Last year, I struggled to attract a diverse crowd to my dojang. Today, I’m grateful for the opportunity to inspire and empower students of all races, religions, and socio-economic backgrounds. I’m using what little Spanish I know every day. Funny, all I had to do was move my program a few miles east of IH-35.

Chalk up another gratitude point.

For five years, I struggled to find enough time to do all the things—besides teaching—necessary to keep a martial arts school running. Today, I’m grateful that someone else collects tuition; enrolls new students; sets up bank draft payments; pays the rent and utility bills; handles all the marketing and advertising; cleans the bathrooms, dressing rooms, and lobbies; cleans oily fingerprint smudges off the wall-to-wall mirrors; keeps the restroom stocked with toilet paper; replaces empty water dispensers; opens and locks up the building; cuts the lawn; sprays for mosquitoes; takes care of any minor flooding issues; and makes coffee for visitors.

Chalk up another big, bad gratitude point there, buddy.

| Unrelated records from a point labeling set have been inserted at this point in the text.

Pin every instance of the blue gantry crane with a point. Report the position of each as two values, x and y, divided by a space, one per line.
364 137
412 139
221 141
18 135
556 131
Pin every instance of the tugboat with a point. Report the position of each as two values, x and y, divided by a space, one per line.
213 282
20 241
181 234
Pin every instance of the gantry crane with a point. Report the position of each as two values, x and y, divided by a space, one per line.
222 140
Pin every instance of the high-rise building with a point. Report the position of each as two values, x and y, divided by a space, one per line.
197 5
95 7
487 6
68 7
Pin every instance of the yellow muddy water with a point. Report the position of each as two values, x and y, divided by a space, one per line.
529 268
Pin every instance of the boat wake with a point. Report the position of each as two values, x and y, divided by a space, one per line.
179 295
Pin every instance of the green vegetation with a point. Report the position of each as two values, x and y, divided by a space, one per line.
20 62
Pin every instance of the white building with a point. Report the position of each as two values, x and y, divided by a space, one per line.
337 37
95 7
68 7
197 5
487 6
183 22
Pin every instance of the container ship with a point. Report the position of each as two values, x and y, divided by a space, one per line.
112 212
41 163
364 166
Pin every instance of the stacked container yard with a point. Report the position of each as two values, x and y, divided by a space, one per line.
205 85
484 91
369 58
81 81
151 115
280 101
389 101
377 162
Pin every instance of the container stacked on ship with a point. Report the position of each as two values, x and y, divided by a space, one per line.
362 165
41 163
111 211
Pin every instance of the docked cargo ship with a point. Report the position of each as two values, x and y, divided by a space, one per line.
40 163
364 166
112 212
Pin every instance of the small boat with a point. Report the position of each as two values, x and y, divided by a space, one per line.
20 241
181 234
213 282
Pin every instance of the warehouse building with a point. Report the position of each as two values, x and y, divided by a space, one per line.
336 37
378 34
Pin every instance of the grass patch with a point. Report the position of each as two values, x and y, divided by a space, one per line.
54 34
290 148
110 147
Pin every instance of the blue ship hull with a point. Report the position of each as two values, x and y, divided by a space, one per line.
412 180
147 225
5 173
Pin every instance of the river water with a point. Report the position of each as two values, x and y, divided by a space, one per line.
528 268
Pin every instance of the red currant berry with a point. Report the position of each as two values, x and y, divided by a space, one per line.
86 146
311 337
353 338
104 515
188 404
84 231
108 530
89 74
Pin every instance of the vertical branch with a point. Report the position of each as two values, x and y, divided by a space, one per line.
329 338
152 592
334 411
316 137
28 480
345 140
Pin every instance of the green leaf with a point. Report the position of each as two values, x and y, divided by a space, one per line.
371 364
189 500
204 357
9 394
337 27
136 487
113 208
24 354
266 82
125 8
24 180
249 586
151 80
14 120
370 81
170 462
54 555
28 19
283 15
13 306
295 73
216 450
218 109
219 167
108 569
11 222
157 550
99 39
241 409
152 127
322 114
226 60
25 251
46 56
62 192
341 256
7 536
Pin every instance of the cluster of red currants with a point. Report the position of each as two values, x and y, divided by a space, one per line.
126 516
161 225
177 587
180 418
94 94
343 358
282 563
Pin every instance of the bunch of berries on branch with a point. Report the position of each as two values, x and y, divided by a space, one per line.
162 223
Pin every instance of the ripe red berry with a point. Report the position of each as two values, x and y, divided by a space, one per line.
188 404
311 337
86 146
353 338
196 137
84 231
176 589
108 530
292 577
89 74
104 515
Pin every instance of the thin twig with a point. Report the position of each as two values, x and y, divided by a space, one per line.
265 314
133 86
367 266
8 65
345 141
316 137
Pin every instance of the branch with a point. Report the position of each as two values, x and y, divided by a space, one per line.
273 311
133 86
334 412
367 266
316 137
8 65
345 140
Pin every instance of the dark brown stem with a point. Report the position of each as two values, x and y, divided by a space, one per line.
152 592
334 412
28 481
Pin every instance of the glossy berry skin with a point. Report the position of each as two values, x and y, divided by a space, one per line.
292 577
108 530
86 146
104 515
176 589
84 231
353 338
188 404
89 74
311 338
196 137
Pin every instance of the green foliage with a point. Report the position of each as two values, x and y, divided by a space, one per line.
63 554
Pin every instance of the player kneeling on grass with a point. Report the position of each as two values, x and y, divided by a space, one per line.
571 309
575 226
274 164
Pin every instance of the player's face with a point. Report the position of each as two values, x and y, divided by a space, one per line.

But today, I’m exceptionally grateful for a little thing that’s made a big difference in everyone’s training. Tao of Texas Martial Arts Institute's original location was an open-air dojang. (Yes, I know. Crazy.) Every summer, I allowed students to wear school T-shirts from Memorial Day to Labor Day (or the first cold front). But let’s face it, people: no matter how many ceiling and oscillating fans you have going, between May and September in Texas, it’s incredibly, unmercifully, diabolically HOT. I had to constantly remind students to drink plenty of water. I had to disclose not-so-pleasant examples of whether their bodies were hydrated. ("If your pee is yellow, you're not drinking enough water. If it's clear, you're good to go.") I had to always be on the lookout for faces that turned dull and ashen. We never had anyone become ill because of the heat, but it took a physical and mental toll. For example, during black belt tests, candidates not only were concerned about performing well, but they also worried about hydrating enough the day before and day of the test. The joke was that if you had a "Barbie bladder" and woke up every hour the night before the test to go pee, then you were going to be O.K.

So today, I’m grateful for one big advantage of moving to the YMCA: They have AIR CONDITIONING.

Now, I know that one day very soon one of my longtime students will come up to me and complain that it’s hot and they’re sweating (even though perspiration is obviously one of the things you can expect to happen when you exercise). And on that day, I’ll be nice. Very nice. I’ll just look at them with all the seriousness of Yoda and say, “Take our class outside like at the old dojang, should we?”

To which they’ll say with a flat, ashen face, “Oh, uh ... no, ma'am,” and get back in line with a new perspective.